Chicago Teachers Union membership drops under Stacy Davis Gates’ leadership
Nearly 500 education employees have stopped affiliating with CTU in the past year. But the number of members leaving the union could be even larger than currently reported.
It hasn’t been a great year for the Chicago Teachers Union.
Back in February, the union’s leaders came under fire from members for using dues for politics without consulting the members first.
More recently, it was revealed its president, Stacy Davis Gates, had placed her own son in private school rather than trusting her members to educate him – all while trying to kill school choice for low-income families.
And now the union has reported it lost members during the course of its 2023 fiscal year, which ran July 1, 2022, through June 30, 2023.
All under the leadership of Stacy Davis Gates.
At least 489 education employees stopped affiliating with the CTU in 2023 compared to 2022, as reported in the union’s recent federal filing with the U.S. Department of Labor. In 2022, the union reported 28,342 members and agency fee payers. In 2023, that number was down to 27,853.
While there was a larger drop in total members and fee payers between 2018 and 2019, that drop could be accounted for by the U.S. Supreme Court’s decision in Janus v. AFSCME Council 31.
That decision came down on June 27, 2018 – at the end of the union’s 2017-2018 fiscal year, as reported in its 2018 report to the U.S. Department of Labor. Anyone who was a public employee forced by state law to pay their “fair share” for the union negotiating for them was automatically dropped from the rank-and-file numbers in the 2019 report after Janus in 2018 invalidated the mandate to pay the union. CTU did not file the reports before 2018.
It is not surprising CTU would suffer its largest non-Janus related drop in numbers in 2023, given members’ recent frustrations with CTU.
In 2022, CTU’s current leadership faced an election challenge from the Members First caucus, which pledged to be different than the current leaders. The caucus claimed CTU leaders were “far more focused on advancing their own political careers than delivering” for teachers.

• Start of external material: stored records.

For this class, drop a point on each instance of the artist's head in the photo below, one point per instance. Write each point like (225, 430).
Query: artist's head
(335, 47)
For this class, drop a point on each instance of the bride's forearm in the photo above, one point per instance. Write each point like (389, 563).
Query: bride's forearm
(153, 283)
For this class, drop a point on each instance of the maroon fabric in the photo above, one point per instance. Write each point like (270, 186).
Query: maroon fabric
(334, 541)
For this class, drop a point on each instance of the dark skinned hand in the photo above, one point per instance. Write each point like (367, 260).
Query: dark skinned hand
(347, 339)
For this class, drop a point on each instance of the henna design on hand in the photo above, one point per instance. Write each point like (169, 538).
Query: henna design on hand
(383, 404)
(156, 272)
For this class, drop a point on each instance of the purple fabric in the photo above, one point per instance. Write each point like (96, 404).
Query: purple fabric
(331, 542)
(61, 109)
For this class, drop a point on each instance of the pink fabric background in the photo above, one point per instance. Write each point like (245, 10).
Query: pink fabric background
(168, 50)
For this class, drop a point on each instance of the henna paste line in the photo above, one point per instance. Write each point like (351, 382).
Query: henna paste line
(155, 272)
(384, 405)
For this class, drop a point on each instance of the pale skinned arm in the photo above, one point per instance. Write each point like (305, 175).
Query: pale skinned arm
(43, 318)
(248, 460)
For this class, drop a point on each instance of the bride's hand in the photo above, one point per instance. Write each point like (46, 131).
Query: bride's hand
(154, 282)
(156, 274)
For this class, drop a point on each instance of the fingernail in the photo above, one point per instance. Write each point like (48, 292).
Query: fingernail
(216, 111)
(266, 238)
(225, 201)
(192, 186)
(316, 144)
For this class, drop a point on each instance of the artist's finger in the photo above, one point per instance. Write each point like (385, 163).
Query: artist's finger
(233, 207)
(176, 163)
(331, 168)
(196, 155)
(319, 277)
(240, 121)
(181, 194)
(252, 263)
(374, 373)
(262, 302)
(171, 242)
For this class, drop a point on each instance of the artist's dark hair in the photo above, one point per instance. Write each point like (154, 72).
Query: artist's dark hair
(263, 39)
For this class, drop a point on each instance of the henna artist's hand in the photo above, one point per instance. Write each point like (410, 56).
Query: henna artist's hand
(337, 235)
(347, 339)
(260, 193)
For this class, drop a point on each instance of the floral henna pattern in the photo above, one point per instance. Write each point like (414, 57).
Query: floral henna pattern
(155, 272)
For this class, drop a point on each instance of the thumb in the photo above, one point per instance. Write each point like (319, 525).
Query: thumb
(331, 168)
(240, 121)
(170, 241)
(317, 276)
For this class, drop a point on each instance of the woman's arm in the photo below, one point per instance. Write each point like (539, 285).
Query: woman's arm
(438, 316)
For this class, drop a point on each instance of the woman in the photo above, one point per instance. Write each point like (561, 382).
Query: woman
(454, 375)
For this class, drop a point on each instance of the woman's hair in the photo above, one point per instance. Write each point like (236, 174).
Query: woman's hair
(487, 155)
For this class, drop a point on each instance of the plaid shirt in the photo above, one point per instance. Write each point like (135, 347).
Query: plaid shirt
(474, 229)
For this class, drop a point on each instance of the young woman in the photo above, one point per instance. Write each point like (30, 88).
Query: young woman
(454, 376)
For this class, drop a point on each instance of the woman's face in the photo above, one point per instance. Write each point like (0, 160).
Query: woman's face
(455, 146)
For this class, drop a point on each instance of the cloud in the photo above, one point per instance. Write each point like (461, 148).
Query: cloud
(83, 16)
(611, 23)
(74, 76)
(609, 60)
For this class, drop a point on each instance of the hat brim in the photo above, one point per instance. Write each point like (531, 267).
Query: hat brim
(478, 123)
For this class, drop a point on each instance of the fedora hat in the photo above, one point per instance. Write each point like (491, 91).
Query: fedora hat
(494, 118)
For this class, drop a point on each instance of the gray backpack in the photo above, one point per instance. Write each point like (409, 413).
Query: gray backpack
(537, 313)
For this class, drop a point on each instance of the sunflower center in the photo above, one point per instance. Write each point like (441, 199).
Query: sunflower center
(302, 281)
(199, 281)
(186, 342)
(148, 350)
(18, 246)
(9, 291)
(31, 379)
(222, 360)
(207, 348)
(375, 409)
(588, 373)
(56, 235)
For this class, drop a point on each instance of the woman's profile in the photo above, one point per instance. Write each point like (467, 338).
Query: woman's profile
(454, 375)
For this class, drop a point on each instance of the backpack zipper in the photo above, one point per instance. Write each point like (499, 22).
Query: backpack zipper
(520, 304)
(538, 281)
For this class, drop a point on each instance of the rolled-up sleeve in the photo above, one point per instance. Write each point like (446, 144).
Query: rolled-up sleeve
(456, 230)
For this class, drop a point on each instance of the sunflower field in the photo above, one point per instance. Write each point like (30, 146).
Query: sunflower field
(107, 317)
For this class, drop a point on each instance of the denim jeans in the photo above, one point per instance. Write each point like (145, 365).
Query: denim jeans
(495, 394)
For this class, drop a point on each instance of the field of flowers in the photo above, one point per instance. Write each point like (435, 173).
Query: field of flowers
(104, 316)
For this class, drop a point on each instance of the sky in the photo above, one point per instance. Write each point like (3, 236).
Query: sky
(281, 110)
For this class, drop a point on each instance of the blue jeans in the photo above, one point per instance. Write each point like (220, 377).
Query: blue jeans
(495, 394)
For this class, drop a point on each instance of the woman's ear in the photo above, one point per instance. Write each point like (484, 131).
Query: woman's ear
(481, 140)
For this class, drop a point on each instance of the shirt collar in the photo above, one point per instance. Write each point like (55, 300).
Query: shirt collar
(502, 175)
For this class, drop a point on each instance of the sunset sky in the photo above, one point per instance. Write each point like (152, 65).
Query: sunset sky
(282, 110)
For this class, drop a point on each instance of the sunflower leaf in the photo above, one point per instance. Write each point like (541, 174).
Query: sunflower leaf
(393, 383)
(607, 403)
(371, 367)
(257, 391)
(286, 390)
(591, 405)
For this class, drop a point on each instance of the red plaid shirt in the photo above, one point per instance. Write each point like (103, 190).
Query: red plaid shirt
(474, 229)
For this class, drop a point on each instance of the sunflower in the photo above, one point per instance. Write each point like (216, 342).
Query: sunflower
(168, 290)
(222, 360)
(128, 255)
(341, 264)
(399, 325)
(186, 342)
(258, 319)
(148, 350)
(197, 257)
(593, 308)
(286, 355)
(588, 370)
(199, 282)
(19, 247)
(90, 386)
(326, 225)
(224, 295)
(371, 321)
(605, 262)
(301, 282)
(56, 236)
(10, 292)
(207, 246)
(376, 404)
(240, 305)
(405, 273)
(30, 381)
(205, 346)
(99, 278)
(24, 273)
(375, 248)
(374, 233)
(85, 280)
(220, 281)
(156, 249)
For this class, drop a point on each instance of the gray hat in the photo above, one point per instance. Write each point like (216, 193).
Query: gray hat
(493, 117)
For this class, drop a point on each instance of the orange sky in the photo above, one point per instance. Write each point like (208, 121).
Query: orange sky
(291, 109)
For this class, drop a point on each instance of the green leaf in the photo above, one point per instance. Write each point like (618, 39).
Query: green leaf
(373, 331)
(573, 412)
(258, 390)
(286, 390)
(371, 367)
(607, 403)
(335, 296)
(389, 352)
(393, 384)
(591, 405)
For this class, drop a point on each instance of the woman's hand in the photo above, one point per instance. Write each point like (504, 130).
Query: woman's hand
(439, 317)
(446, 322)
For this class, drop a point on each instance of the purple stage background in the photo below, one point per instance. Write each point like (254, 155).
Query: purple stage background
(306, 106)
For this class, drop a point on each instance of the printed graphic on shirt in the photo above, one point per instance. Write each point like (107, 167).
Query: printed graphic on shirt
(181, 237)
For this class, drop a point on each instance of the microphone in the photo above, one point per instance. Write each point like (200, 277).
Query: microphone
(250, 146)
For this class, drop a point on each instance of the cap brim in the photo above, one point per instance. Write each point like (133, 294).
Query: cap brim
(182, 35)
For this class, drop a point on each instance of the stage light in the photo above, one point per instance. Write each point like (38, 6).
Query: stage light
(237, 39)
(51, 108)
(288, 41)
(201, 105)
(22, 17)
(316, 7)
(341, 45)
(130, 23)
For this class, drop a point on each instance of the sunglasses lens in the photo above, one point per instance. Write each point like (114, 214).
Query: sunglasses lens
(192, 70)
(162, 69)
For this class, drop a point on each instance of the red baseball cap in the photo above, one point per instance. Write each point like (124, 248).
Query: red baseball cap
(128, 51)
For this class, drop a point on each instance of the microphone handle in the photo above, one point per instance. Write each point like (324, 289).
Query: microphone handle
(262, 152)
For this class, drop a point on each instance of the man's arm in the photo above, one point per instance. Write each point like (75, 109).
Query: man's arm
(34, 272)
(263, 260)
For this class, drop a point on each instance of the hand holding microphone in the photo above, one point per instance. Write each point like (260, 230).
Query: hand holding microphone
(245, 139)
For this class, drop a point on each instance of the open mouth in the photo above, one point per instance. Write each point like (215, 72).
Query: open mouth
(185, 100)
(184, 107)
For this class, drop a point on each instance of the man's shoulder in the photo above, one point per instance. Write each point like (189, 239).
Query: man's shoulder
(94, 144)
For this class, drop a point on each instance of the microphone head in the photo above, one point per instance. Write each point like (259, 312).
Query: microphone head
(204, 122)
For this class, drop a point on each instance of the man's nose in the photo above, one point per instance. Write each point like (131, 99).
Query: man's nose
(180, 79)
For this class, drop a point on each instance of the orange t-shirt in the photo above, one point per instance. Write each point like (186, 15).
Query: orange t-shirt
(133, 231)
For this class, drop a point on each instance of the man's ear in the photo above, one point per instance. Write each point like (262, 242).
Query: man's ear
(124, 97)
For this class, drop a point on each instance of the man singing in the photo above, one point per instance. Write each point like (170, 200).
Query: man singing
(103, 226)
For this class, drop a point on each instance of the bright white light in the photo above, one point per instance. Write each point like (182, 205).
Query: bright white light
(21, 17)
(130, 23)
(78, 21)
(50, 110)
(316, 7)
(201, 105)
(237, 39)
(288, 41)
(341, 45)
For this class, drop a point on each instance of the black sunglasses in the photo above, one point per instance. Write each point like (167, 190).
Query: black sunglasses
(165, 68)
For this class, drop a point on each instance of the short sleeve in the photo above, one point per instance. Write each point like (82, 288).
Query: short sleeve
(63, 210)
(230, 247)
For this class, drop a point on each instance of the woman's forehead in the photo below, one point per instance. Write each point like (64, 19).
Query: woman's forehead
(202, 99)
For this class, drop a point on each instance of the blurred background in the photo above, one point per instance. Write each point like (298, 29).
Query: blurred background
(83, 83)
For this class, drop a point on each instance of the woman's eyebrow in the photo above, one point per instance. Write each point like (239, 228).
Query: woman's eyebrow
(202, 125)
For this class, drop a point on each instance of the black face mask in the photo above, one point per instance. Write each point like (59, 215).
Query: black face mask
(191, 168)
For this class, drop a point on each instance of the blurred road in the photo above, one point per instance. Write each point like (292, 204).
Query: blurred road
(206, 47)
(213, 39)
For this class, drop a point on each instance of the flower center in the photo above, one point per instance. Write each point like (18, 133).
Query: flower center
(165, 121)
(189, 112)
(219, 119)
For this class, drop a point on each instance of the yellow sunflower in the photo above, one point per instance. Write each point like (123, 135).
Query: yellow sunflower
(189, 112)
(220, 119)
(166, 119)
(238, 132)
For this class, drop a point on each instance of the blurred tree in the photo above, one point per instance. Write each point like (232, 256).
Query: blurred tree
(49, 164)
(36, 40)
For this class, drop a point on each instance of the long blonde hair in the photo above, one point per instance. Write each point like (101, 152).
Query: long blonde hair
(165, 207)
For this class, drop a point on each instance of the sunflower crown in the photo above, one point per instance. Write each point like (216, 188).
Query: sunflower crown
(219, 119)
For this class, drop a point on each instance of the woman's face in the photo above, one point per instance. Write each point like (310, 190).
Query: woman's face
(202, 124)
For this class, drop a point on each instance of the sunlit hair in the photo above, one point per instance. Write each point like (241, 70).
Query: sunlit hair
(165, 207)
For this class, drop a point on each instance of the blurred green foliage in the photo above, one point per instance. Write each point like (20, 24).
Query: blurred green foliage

Then in 2023, CTU funneled nearly $2.3 million to its employee and lobbyist, Brandon Johnson, to fund his successful campaign to become Chicago mayor. At least a portion of that money came from member dues without consulting the members themselves. After an initial outcry from members who felt the union acted without their consent, CTU passed a resolution to apportion $8 a month from each member’s dues as individual contributions to the union’s political action committee, up to $2 million.
But the membership drop could be even larger than the 489 reported in the union’s federal filing.
That filing covers only July 1, 2022, through June 20, 2023. But CTU only allows members to opt out of the union and stop paying dues in August of each year.
That means the current membership numbers don’t yet include anyone who opted out in August 2023 following the union’s Johnson campaign debacle. Any teachers who left following the union’s mishandling of funds won’t be evident until the union files its 2024 LM-2 in fall 2024.
Along with the union’s nearly tripled political spending and deficit spending, the drop in membership numbers reveals Davis Gates’ first year as president wasn’t a good one.